Late season Musky fly fishing is one of the most challenging situations an angler can pursue with fly equipment. As fishing conditions deteriorate, the potential for hooking a trophy class Musky steadily improves. The heaviest Muskies, adult females, are bulking up for the Spring spawn and feed actively as the water temps drop. Freezing temperatures, minimal sunlight, and frozen snowy boat launches makes for dangerous conditions to launch, unpleasant conditions for gear anglers to troll their plugs, and miserable conditions for fly fishing.
Ice forms on the fish handling pad as Joe makes his way to his fishing destination.
Standing alone on the platform of my 12’ aluminum boat, there is a twisted satisfaction watching a gear angler bundled up in his ski mask and winter gloves making a trolling pass near me.
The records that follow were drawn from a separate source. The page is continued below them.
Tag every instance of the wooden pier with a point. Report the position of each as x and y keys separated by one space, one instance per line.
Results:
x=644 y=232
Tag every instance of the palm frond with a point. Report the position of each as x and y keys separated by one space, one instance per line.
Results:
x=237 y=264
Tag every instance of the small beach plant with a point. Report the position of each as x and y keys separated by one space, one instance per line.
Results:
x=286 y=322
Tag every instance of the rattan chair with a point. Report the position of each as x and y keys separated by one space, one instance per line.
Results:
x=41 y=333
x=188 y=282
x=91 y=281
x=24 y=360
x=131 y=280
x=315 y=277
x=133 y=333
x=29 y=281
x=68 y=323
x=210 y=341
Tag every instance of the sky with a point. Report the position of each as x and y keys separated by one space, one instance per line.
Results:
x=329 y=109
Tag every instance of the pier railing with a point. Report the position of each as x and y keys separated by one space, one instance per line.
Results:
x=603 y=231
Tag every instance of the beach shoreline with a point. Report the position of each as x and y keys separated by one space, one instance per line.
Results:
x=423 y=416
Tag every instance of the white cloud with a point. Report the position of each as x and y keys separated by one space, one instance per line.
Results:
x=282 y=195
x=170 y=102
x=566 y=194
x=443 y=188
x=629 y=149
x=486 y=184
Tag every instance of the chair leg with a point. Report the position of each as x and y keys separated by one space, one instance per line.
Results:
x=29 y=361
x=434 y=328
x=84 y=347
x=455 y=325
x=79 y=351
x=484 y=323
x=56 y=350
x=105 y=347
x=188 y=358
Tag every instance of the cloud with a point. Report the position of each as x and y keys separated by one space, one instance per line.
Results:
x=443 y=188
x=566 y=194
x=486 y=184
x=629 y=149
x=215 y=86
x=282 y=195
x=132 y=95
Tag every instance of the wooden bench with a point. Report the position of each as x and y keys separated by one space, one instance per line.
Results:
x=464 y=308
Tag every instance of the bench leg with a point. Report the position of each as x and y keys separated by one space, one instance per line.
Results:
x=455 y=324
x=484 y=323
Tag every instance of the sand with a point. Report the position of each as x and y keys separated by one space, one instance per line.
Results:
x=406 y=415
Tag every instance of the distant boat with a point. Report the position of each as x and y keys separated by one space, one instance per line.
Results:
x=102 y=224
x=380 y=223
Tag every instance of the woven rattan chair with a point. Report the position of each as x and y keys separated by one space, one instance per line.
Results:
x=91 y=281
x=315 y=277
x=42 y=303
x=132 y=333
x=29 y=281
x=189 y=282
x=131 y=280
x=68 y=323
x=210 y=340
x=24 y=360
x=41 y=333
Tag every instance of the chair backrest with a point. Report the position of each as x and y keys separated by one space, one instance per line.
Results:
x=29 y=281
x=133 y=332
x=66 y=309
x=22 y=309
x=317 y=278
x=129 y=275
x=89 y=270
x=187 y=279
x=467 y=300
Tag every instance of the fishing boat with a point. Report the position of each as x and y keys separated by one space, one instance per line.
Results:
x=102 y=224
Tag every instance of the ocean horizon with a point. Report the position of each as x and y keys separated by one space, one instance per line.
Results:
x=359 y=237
My rod tip is pointed at the water, and my guides are coated in a solid layer of ice, as a tungsten loaded fly line drags my fly deep into the muddy current. After a long pause between strips, I slowly pull fifteen inches of fly line coated in wet ice crystals across my index and middle fingers, and watch the layer of slushy ice pile up between my fingers and cork. I haven’t seen any sign of life today in this freezing brown water. As my anchor holds my boat in place, a thin sheet of translucent ice bumps into my boat and cracks apart.
Every slow pull of line over my fingers for the five hours that I have been on the water today has resulted in ice forming against my fingers, and with the December sunlight cresting the hillside, it’s getting colder. Although it would be nice to wear gloves, I want to be able to feel what my fly is doing. My fly moves slowly along the bottom, occasionally hooking a leaf or twig in the depths, causing a slight change in resistance. The gear angler is spreading rock salt to get traction on the frozen launch surface, and I’m alone on the water when the final rays of sun slip away.
I slowly pull another length of line across my fingers, and as I finish the strip, I feel a touch of increased resistance, like my fly hooked onto another leaf. My left hand reaches to pull the fly again, and the light and consistent thump of a musky fly moving through the water is absent. As the slack line pulls through my fingers, a bolt of electric adrenaline surges from head to toe through my body. The tick I felt at the end of the previous strip was the feeling of a Musky sliding forward eating my fly. My line hand extends back to recover slack as I rotate my torso. Ice shatters from the guides as my rod bends down to the cork under the weight of an adult Musky.
A late-season trophy Musky caught on the T&T Exocett Predator fly rod. Interactions with a fish of this size are few and far between. Joe takes every precaution while handling her to ensure the survival of this big female so she can continue to thrive in her home waters.